“We the people.” The famous preamble to the U.S. Constitution begins. More recently, Ruth Bader Ginsburg, our great Supreme Court justice, said that in the minds of the founding fathers, “We the people,” certainly didn’t apply to her or to entire classes of other people.
Women and most minorities were definitely not the people.
Most people weren’t the people.
The people, I learned when I first reached Washington, D.C., were male and white. They wore identical penguin costumes. They crammed the District’s sidewalks, all of them using the same hurried gait as though they feared reaching the ocean behind their buddies.
Where were they going in their masses of dark suits, white shirts and dark ties with their stern expressions? Wherever it was, I knew I was neither invited nor welcome. Even if I dressed as they did and walked as they did, I could not be one of the people.
But that wasn’t enough. We the people established a legal system guaranteeing that the rest of us could never merge with their body politic, economic or social by withholding almost all our inalienable rights like life, liberty and the pursuit of happiness.
In the years that I attended college and went job hunting, I could not get a credit card. I could not own property. Anything legal or involving money took a male co-signer.
According to the law, we women needed a man’s firm guidance. So much for liberty. And, with women as essentially chattel, our ability to pursue happiness relied on powers outside our control.
According to the law, the value of our lives could be determined pretty much any way the courts or the men in our lives determined. If we accidentally died when our husbands beat us, well ... all-male juries (our so-called peers) understood how these things happened. Remember, few women ever served on juries – until RBG.
That was how it was when RBG graduated at the top of her class from Columbia Law ... a brilliant mind, and no New York City law firm would hire her.

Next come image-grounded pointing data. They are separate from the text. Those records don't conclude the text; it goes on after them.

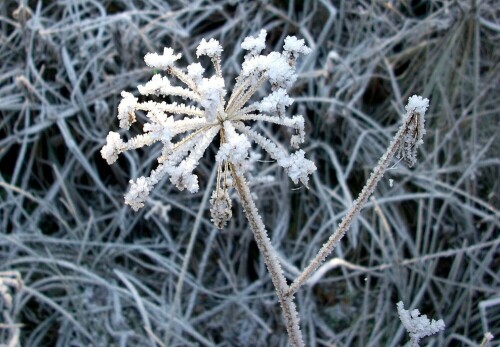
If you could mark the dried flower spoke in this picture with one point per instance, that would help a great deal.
(179, 159)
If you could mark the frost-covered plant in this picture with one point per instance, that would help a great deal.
(186, 131)
(208, 114)
(416, 325)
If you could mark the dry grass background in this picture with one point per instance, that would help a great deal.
(96, 273)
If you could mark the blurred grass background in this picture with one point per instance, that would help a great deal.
(97, 274)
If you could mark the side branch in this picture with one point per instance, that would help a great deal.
(366, 192)
(270, 259)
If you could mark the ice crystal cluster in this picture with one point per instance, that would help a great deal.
(187, 129)
(416, 325)
(412, 138)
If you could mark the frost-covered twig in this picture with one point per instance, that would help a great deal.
(270, 259)
(405, 142)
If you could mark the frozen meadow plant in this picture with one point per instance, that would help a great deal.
(187, 129)
(416, 325)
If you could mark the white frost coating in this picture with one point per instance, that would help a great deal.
(255, 44)
(296, 122)
(416, 325)
(114, 146)
(195, 71)
(235, 148)
(297, 167)
(414, 120)
(211, 48)
(275, 103)
(182, 176)
(418, 104)
(162, 62)
(278, 71)
(212, 92)
(295, 46)
(159, 85)
(275, 68)
(220, 208)
(185, 131)
(126, 110)
(138, 193)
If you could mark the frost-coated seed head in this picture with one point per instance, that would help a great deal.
(208, 113)
(414, 121)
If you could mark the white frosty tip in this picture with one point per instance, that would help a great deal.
(418, 104)
(211, 48)
(126, 110)
(418, 326)
(163, 61)
(138, 193)
(296, 46)
(276, 102)
(195, 71)
(255, 44)
(114, 146)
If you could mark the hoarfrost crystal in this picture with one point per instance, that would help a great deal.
(194, 127)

I was not half so smart, and my academic achievements weren’t even in the same ballpark. But, I was lucky. Sort of. I had the support of a U.S. senator, and I received a job offer, albeit offered grudgingly with a starting pay pegged way below my male colleagues’ and with caveats that severely curtailed possibilities of advancement.
That was then. Now?
Thanks in so many ways to RBG, women today don’t have to be brilliant or have influential help to find work. Thanks in large measure to RBG, the definition of the people ... is expanding to encompass all people. Thanks in no small part to her, many of the major legal obstacles to equality are gone, even if we still have a long way to go – something every Wyoming woman knows.
God bless and rest in peace, Ruth Bader Ginsberg.